For almost 23 years I have lived along Concord Avenue below Signal Hill, which ends at Illinois 157. Why is that gate at the end of Concord locked for six months of the year? Back in the early '90s while I was TDY in the Air Force, "60 Minutes" repeated its segment on Belleville police targeting blacks for traffic stops. When I said that I lived right up the street from the gate, several pilots suggested I might not want to mention that I was from Belleville because of the city's negative racial image. So what is the real story about that gate? It certainly makes it inconvenient if I want to use 157 to go to the Shrine, etc. -- D.M. King, of Belleville
Had you moved in just a few years before, you might have been willing to give up a little convenience for perhaps a sense of greater security.
At least, that's the trade a majority of your neighbors eventually chose, resulting in not one but two gates that block access to the area from 157 for eight months of the year.
It was the fall of 1985, and Signal Hill was a neighborhood on edge after a series of vicious crimes within a month's time.
On Oct. 18, a 68-year-old woman had a wedding ring ripped from her finger and her home ransacked. On Oct. 28, three men invaded another Signal Hill home, scuffled with the residents and fired four shots as they fled.
On Nov. 15, a woman was raped as her husband lay bound on the floor of their home along North 88th St. And, on Nov. 18, a 78-year-old Belleville man was robbed and left in a ditch as he was waiting for a tow truck in the area. All of the attackers were black.
"We're scared all the time," said one mother who began keeping a gun handy after two nearby houses were burglarized. "My kids are petrified. The 6-year-old won't come in the house until we do first and look under her bed."
At the time, some speculated that the crimes were being committed by gangs from the East St. Louis-Centreville-Alorton area, perhaps as part of some gang initiation rite. Residents began organizing watch groups, which led to the formation of the Signal Hill Neighborhood Association.
As it turned out, the crime spree was masterminded by one man: Floyd Robinson, of East St. Louis, who finally was arrested and charged in January 1986. After two escapes from custody -- once for nine months -- Robinson pleaded guilty and was sentenced April 28, 1987, to 35 years in prison.
But weeks before Robinson was nabbed, residents began discussing ways they could make the beautiful and usually tranquil area safer. One frequently mentioned possibility was hiring off-duty sheriff's deputies to patrol the area. The other: erecting gates to block access from 157, which residents said would reduce traffic, speeding, litter and crime.
In July 1986, nearly 450 area residents voted in an unofficial referendum on placing gates. The result: 323 in favor and 120 opposed -- a 73 percent approval rating.

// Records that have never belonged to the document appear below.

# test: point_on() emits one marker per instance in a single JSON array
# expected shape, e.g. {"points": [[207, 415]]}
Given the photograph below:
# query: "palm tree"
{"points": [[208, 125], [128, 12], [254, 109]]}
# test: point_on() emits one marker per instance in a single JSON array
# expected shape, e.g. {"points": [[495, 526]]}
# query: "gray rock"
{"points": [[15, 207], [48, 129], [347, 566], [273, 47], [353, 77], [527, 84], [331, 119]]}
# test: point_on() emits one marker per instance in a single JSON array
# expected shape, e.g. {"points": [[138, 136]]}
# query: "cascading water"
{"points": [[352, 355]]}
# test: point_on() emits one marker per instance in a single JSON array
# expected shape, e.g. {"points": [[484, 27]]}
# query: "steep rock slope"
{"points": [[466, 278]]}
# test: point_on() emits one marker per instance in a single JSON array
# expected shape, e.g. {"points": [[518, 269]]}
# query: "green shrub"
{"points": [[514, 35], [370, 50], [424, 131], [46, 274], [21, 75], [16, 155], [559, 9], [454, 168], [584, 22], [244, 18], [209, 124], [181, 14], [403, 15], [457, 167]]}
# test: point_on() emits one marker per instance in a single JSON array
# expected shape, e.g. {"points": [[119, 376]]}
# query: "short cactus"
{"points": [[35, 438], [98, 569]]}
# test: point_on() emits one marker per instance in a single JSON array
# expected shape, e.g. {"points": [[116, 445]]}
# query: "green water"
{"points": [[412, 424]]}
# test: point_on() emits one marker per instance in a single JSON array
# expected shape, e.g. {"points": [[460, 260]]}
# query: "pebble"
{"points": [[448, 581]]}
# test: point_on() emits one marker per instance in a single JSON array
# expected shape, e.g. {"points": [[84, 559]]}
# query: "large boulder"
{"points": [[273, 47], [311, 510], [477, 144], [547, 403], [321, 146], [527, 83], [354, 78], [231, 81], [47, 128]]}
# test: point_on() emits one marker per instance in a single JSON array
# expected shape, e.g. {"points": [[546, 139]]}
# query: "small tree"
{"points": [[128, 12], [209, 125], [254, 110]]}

But simply coming up with the idea and installing the gates were two entirely different matters. Opponents threatened court action for a variety of reasons, including convenience, access to emergency vehicles -- and discrimination.
"I believe the issue is racial," one resident said at the time. "Once you put gates up in an area where you have haves and have-nots, it's like waving a red flag in front of a bull."
Opponents finally acquiesced. After a three-year battle, the Signal Hill Neighborhood Association paid $6,000 for the steel gates at Kingston/Concord Drive at 157 and Bluff Drive at 157. On Aug. 14, 1989, the Kingston gates were padlocked for the first time.
As in the referendum, most continued to support the gates despite the inconvenience. Emergency vehicles were given keys to the locks. The gates are maintained by Centreville Township.
The last major criticism seemed to arise shortly after the "60 Minutes" segment on Jan. 10, 1993, you referred to. The Rev. John Curry, of the Belleville Bible Way Church, decried the gates as "a symbol of racial hatred" and called for a public meeting to discuss their removal.
The protest was short-lived. Two weeks later, Johnny Scott, head of the East St. Louis NAACP, said he was "double adamant" that the gates were not a symbol of racism, but merely deterred crime and reduced traffic.
"If I could put up gates in my neighborhood, I would," he told the News-Democrat.
A few months later, after Rodger Cook became Belleville mayor and Police Chief Robert Hurst resigned, Curry said he would no longer actively oppose the gates. So, for the past 20 years, they have been quietly closed March 15 and opened Nov. 16 to allow easier access during winter weather.
"The people who live here notice a real reduction in traffic when we close those, and they're thrilled," Barb Ducey, longtime neighborhood association president, told me recently. "It makes it much safer for people who walk and bike. It really does lend itself to a family community. They're wonderful. Wouldn't have it any other way."
I will mail you a copy of the "60 Minutes" segment.
What state was last to ratify the 13th Amendment, which abolished slavery? When?
Answer to Saturday's trivia: Most soccer balls have 12 dark, pentagonal panels and 20 light, hexagonal panels.